The swing door to the other room opens, and a trim little woman with shoulder-length blond hair comes through. She’s carrying a bowl. When the light strikes the figure lying on the couch, Mouse screams. It’s a horribly thick sound, as if the man’s lungs have begun to liquefy. Something—maybe smoke, maybe steam—starts to rise up from the skin of his forehead.
“Hold on, Mouse,” the kneeling man says. It’s Doc. Before the kitchen door swings all the way shut again, Jack is able to read what’s pasted to his battered black bag. Somewhere in America there may be another medical man sporting a
STEPPENWOLF RULES
bumper sticker on the side of his physician’s bag, but probably not in Wisconsin.
The woman kneels beside Doc, who takes a cloth from the basin, wrings it out, and places it on Mouse’s forehead. Mouse gives a shaky groan and begins to shiver all over. Water runs down his cheeks and into his beard. The beard seems to be coming out in mangy patches.
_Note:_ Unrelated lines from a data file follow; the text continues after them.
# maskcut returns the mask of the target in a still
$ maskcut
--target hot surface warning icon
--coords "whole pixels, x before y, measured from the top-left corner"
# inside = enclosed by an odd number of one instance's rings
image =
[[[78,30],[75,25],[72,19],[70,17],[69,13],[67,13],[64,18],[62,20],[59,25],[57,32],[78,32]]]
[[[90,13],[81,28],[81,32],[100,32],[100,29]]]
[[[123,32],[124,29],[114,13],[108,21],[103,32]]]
Jack steps forward, telling himself he will get used to the smell, sure he will. Maybe it’s even true. In the meantime he wishes for a little of the Vicks VapoRub most LAPD homicide detectives carry in their glove compartments as a matter of course. A dab under each nostril would be very welcome right now.
There’s a sound system (scruffy) and a pair of speakers in the corners of the room (huge), but no television. Stacked wooden crates filled with books line every wall without a door or a window in it, making the space seem even smaller than it is, almost cryptlike. Jack has a touch of claustrophobia in his makeup, and now this circuit warms up, increasing his discomfort. Most of the books seem to deal with religion and philosophy—he sees Descartes, C. S. Lewis, the Bhagavad-Gita, Steven Avery’s
Tenets of Existence—
but there’s also a lot of fiction, books on beer making, and (on top of one giant speaker) Albert Goldman’s trash tome about Elvis Presley. On the other speaker is a photograph of a young girl with a splendid smile, freckles, and oceans of reddish-blond hair. Seeing the child who drew the hopscotch grid out front makes Jack Sawyer feel sick with anger and sorrow. Otherworldly beings and causes there may be, but there’s also a sick old fuck prowling around who needs to be stopped. He’d do well to remember that.
Bear Girl makes a space for Jack in front of the couch, moving gracefully even though she’s on her knees and still holding the bowl. Jack sees that in it are two more wet cloths and a heap of melting ice cubes. The sight of them makes him thirstier than ever. He takes one and pops it into his mouth. Then he turns his attention to Mouse.
A plaid blanket has been pulled up to his neck. His forehead and upper cheeks—the places not covered by his decaying beard—are pasty. His eyes are closed. His lips are drawn back to show teeth of startling whiteness.